Sunday, November 1, 2009

Synchronization




Our travelling group consisted of a German-Turkish family (parents and two boys aged 10 and 12) a young married German Turk who travelled alone and eight Germans with German ancestors. Sitting in a bus for long hours together means to synchronize one’s desires to eat, drink, sleep and stop for a bathroom. It all went well, even though there were some habits to tolerate that might at first sight seem odd to part of the group.

The first problem was the regular Muslim prayer, five times a day. The prayers early in the morning and late at night could be done in the privacy of a hotel room, but especially the prayers at noon and in the early afternoon fell regularly in times when the group was on the road or visiting a tourist site. Sometimes Nureddin and Murat, the two men that prayed all the six prayers every day faithfully just stole away from our tour into a mosque or went to a side room when the group was having tea. We know they were praying and never had problems with delays through prayer times.

A second problem was Nilüfer’s the woman’s habit to wear a headscarf and relatively heavy clothing in a sometimes rather hot weather. The other women in their easy T-shirts or thin blouses obviously suffered with the poor girl and her heavy religious burden. Even if Nilüfer joyfully declared that there was no problem with the heat, a certain unspoken question remained: who is right and who is wrong with the respective clothing?

If a woman has to shelter herself away from the sexual desires of men than how can the other women so openly display their bodily features? And isn’t a headscarf a clear signal to a man: do not look at me, better even do not talk to me? If all man would carry weapon against thieves you would feel like a thief among them after a while. If women come in helmets and armours against male desire you might sometimes feel a kind of guilt.

Now, I know Nilüfer long enough to know she is not in arms against me. I had long talks with her and sometimes showed her my friendship by spontaneously highfiving her (which is not shaking hands, what she normally avoids among other believers). I came to the conclusion that wearing this or that kind of Muslim clothing is not a matter of administrative regulation (“no” in German schools or Turkish universities, “yes” in restaurants, public places etc.). It is a very personal decision and inevitably causes trouble to the woman who decides. She knows that the heat under a headscarf can be burdensome, she knows that maybe her sister will decide differently (and people will ask about the difference), she knows about the looks she gets in a typical “German” surrounding, say a restaurant.

She knows the problems, so I do not have to tell her my problems with her clothing, if I have any.
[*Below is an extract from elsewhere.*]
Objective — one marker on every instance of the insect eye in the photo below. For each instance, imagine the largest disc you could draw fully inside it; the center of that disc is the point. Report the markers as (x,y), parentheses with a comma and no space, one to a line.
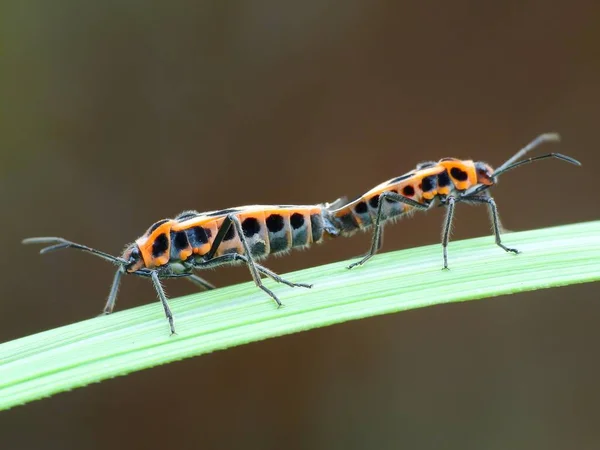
(135,253)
My job is it to synchronize her life with mine, to make hers possible as other people make my life possible. Synchronization also means to make a Muslim friend feel at ease with my alcohol drinking habits. I came home with the decision to drink a little vine every now and then in front of Nureddin and Murat - let them understand how a wise use of alcohol is part of the joy that my Christian faith grants me.

The Open Society tolerates a huge bandwidth of different lifestyles. There are people next door to us with a very different set of ideas what life is all about. We make room for them, sometimes even enjoy that life is more colourful with them than without.

The Gülen-movement is a great help in all of these synchronizations. All the Gülen-people I met were well educated men with a good measure of success and wealth they had achieved. The rhythm of their world, our world, is clearly given by modern information technology, tough time schedules, the six-days-week of the industrialized world. If they would turn to the local clergy of the villages or towns they came from, they would never get an advice how to live as a Muslim in a world like this.

Here comes Fethullah Gülen in, as a guide. His is the world of Enlightenment as it came after 1700. He encourages his followers to accept the modern world an conquer it personally for their optimism, compassion and faith. And they repeat in a Muslim way what the Swedish novelist Per Olov Enquist has told about the Christians from the town of Halle / Germany around that time: that Enlightenment and a pious Renaissance are two sides of the same medal. The “Pietists” of August Hermann Francke lived side by side (though not always without tensions) with the leading philosophers of these days. And they also founded a huge social work, just like Gülen founded his schools and tuition organizations.

I came home with the steadfast desire to help people synchronize their lives with mine. Getting older I will need a lot of synchronization, too. So maybe my strategy will pay for myself.